Canada wildfires merge overnight amid continued evacuations
As human-caused global warming continues to make natural hazards more deadly and more frequent, two fast-moving wildfires spread and merged in western Canada, forcing additional evacuations in a large portion of a British Columbia province, officials said Sunday.
Threatening hundreds of houses, the growing blaze is now centred near the town of Shuswap, 500 km northeast of Vancouver, and covers over 41,000 hectares, fire officials mentioned. Strong northern winds continued to fan the flames, impeding efforts to control them.
Overnight Precipitation Brings Momentary Respite
Some 30,000 people across the province have been ordered to evacuate, with another 36,000 alerted to be prepared to leave in short order. Residents of Northwest Territories, north of British Columbia, are also encountering a serious fire threat.
Wildfires continue to surround the territorial capital Yellowknife, with nearly all the city’s 20,000 residents already left.
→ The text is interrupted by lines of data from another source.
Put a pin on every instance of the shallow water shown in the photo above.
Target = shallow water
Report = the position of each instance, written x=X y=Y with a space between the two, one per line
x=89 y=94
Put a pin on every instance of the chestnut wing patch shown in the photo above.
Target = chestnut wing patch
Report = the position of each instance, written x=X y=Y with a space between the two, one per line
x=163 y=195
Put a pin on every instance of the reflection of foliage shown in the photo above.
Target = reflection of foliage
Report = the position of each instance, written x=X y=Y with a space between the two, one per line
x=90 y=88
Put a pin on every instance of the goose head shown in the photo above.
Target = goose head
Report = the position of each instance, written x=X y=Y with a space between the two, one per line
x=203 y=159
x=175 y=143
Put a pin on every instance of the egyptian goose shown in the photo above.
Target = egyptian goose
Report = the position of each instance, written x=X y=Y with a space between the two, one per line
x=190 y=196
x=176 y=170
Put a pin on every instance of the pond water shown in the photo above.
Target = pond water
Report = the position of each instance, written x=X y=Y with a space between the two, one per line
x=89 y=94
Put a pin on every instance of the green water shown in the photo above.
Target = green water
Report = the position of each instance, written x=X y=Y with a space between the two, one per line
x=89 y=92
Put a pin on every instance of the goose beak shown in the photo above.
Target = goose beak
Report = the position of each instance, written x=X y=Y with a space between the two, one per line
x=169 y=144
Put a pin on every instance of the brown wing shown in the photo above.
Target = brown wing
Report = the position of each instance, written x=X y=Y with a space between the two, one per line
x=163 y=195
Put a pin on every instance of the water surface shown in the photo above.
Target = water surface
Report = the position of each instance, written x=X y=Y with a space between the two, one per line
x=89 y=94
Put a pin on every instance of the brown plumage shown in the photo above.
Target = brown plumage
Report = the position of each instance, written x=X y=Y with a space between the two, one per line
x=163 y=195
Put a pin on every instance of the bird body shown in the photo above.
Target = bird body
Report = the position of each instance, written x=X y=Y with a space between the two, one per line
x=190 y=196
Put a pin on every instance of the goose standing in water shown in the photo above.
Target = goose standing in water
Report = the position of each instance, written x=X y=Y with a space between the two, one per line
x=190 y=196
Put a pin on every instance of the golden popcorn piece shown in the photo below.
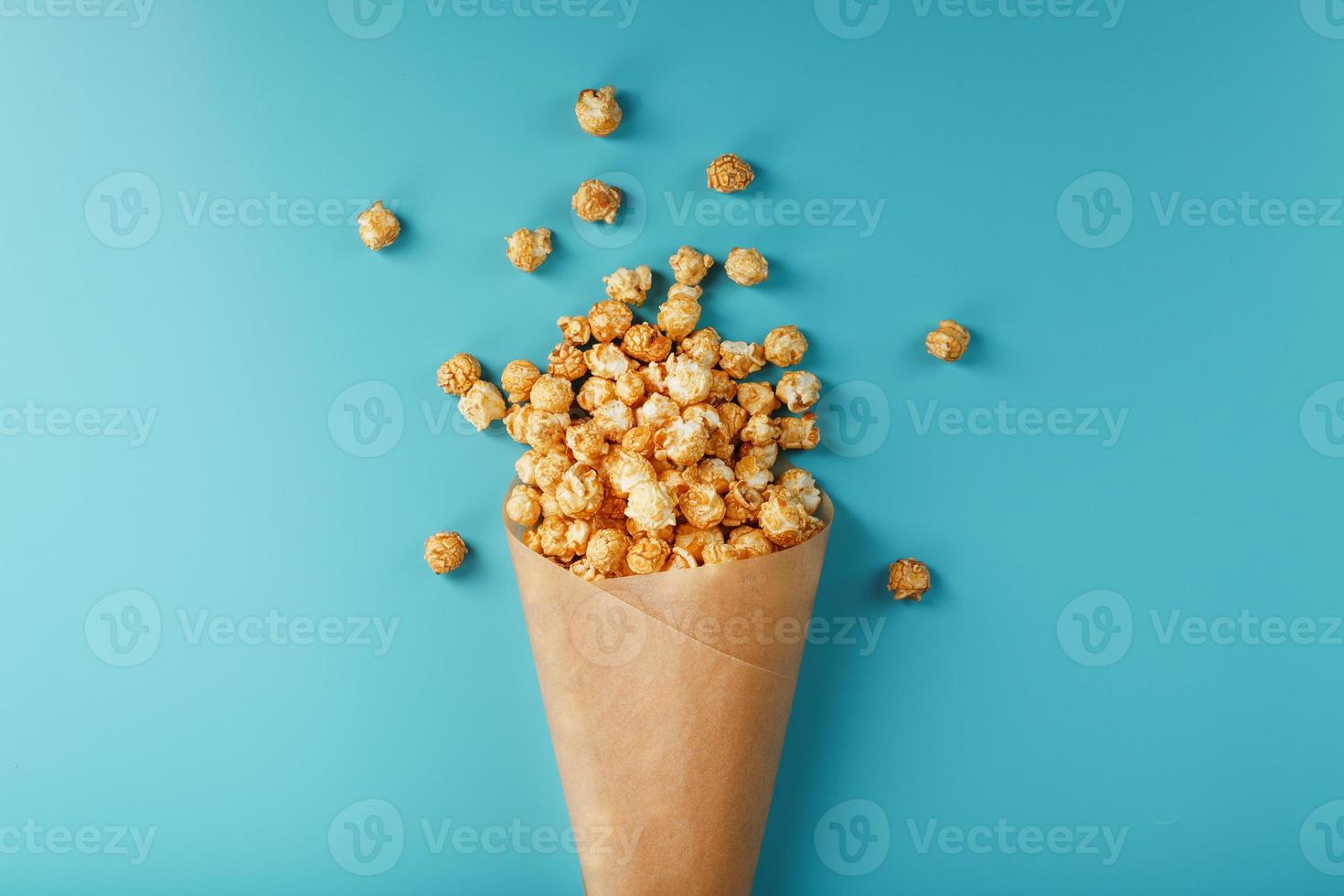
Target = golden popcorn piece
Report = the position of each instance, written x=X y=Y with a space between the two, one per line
x=568 y=361
x=907 y=579
x=785 y=346
x=551 y=394
x=594 y=202
x=741 y=359
x=443 y=552
x=729 y=174
x=459 y=374
x=798 y=389
x=575 y=331
x=646 y=557
x=746 y=266
x=629 y=286
x=949 y=341
x=378 y=226
x=481 y=404
x=527 y=249
x=689 y=265
x=611 y=320
x=517 y=379
x=525 y=506
x=597 y=111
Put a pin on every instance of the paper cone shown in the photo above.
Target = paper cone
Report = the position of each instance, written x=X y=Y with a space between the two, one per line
x=668 y=698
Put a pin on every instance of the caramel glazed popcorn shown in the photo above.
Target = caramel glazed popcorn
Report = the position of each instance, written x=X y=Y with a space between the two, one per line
x=651 y=446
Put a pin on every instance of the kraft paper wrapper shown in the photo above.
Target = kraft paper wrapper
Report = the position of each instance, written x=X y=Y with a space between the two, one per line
x=668 y=698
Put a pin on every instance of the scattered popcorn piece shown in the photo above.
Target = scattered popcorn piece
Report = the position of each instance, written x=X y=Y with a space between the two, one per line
x=517 y=379
x=597 y=111
x=594 y=200
x=575 y=331
x=445 y=551
x=459 y=374
x=481 y=404
x=798 y=389
x=949 y=341
x=785 y=346
x=527 y=249
x=378 y=226
x=689 y=265
x=729 y=174
x=629 y=286
x=907 y=579
x=746 y=266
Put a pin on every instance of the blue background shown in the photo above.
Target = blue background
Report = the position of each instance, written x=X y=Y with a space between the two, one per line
x=972 y=709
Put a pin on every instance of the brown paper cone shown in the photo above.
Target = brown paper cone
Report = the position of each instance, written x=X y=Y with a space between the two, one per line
x=668 y=698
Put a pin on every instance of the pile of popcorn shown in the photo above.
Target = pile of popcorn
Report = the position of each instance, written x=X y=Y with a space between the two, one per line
x=649 y=448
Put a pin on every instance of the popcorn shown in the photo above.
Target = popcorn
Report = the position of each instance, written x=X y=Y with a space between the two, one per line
x=580 y=492
x=552 y=394
x=523 y=506
x=481 y=404
x=597 y=111
x=729 y=174
x=689 y=265
x=798 y=389
x=378 y=228
x=949 y=341
x=785 y=346
x=741 y=359
x=746 y=266
x=459 y=374
x=574 y=329
x=907 y=579
x=517 y=379
x=527 y=249
x=629 y=286
x=611 y=320
x=568 y=361
x=594 y=200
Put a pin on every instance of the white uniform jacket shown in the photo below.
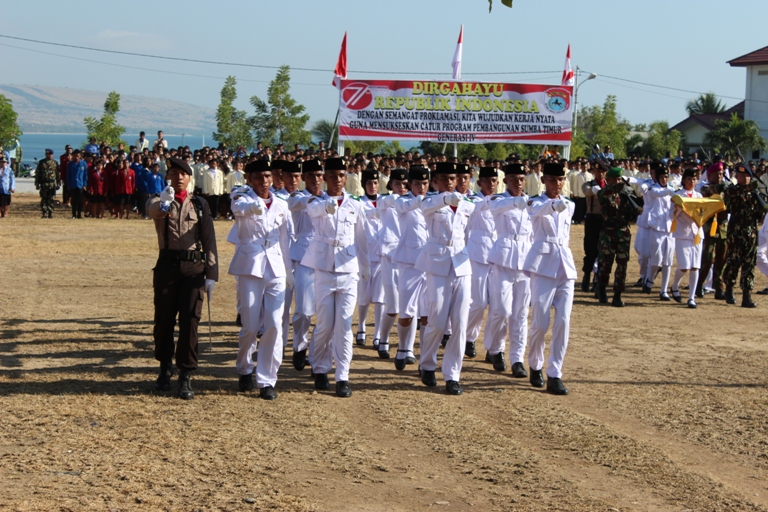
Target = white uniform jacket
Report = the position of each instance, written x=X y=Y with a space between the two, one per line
x=304 y=230
x=659 y=205
x=340 y=243
x=261 y=239
x=446 y=231
x=551 y=235
x=413 y=229
x=481 y=233
x=513 y=232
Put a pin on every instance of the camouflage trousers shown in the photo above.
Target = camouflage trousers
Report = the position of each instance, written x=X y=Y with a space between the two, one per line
x=742 y=254
x=46 y=199
x=713 y=257
x=614 y=244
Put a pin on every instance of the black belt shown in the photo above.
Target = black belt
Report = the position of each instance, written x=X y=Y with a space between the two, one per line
x=172 y=255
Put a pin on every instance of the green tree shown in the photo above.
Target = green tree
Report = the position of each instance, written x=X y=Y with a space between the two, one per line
x=106 y=129
x=600 y=125
x=661 y=140
x=9 y=128
x=735 y=136
x=232 y=127
x=705 y=104
x=280 y=119
x=323 y=130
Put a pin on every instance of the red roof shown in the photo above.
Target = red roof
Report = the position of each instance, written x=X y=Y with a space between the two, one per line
x=756 y=58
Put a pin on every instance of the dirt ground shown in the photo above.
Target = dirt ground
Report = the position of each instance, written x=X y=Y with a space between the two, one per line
x=668 y=407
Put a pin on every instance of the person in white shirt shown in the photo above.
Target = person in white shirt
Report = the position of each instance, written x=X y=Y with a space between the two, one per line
x=689 y=238
x=339 y=255
x=481 y=234
x=260 y=263
x=445 y=261
x=552 y=271
x=508 y=286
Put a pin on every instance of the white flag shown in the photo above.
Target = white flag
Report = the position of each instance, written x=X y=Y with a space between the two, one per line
x=456 y=63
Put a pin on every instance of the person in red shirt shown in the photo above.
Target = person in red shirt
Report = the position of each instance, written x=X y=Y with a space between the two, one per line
x=125 y=184
x=97 y=185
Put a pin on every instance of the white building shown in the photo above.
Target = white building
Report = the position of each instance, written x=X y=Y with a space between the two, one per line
x=756 y=96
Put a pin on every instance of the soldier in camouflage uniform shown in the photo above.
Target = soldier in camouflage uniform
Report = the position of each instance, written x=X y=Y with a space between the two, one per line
x=618 y=211
x=747 y=209
x=47 y=182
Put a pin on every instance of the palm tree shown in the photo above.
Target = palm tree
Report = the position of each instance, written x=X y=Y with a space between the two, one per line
x=705 y=104
x=323 y=130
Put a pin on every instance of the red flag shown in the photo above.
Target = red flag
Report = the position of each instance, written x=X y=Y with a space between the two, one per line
x=341 y=65
x=568 y=77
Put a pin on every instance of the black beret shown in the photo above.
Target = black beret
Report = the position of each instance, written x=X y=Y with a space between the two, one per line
x=335 y=164
x=514 y=169
x=553 y=169
x=488 y=172
x=258 y=166
x=179 y=164
x=311 y=166
x=418 y=172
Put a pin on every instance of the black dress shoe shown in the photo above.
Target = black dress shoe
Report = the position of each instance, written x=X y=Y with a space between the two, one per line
x=268 y=393
x=163 y=382
x=453 y=388
x=428 y=378
x=499 y=364
x=185 y=386
x=537 y=378
x=518 y=371
x=321 y=381
x=343 y=390
x=556 y=387
x=299 y=359
x=247 y=382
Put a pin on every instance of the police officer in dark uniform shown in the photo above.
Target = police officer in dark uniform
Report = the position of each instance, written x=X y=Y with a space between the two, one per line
x=187 y=267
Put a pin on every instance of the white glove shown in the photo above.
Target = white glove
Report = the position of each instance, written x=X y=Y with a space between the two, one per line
x=255 y=208
x=208 y=287
x=559 y=205
x=452 y=199
x=519 y=202
x=167 y=194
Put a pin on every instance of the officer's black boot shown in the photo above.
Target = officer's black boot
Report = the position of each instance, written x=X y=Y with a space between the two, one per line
x=746 y=299
x=163 y=382
x=185 y=386
x=585 y=282
x=602 y=295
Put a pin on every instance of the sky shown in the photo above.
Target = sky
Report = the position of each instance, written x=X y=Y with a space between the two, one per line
x=682 y=44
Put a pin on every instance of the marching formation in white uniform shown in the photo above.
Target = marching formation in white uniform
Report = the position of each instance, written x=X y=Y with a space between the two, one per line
x=433 y=261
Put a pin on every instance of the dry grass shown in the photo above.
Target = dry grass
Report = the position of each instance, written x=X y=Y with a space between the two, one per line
x=668 y=407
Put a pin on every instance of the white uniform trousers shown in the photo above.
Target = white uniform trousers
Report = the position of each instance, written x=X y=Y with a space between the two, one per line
x=411 y=295
x=262 y=300
x=304 y=291
x=510 y=293
x=448 y=298
x=479 y=294
x=548 y=292
x=332 y=338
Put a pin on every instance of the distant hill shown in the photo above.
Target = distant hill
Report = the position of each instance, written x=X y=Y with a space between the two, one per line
x=61 y=110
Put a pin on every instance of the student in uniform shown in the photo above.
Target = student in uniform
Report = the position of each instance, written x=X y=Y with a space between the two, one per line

While overnight precipitation brought fire crews momentary respite, the threat was growing again on Sunday, authorities mentioned.
PM approves British Columbia’s request for federal assistance
Massive flames have destroyed hundreds of structures in a region popular among tourists worldwide. It’s feared some evacuations might not be short-lived. Risks continue to rise for emergency personnel who venture into danger zones to persuade reluctant locals to leave.
On Sunday, Prime Minister Justin Trudeau approved British Columbia’s request for federal assistance. Estimates suggest a record-setting wildfire season has already damaged over 14 million hectares of Canada. Meanwhile, the official death toll stays at four.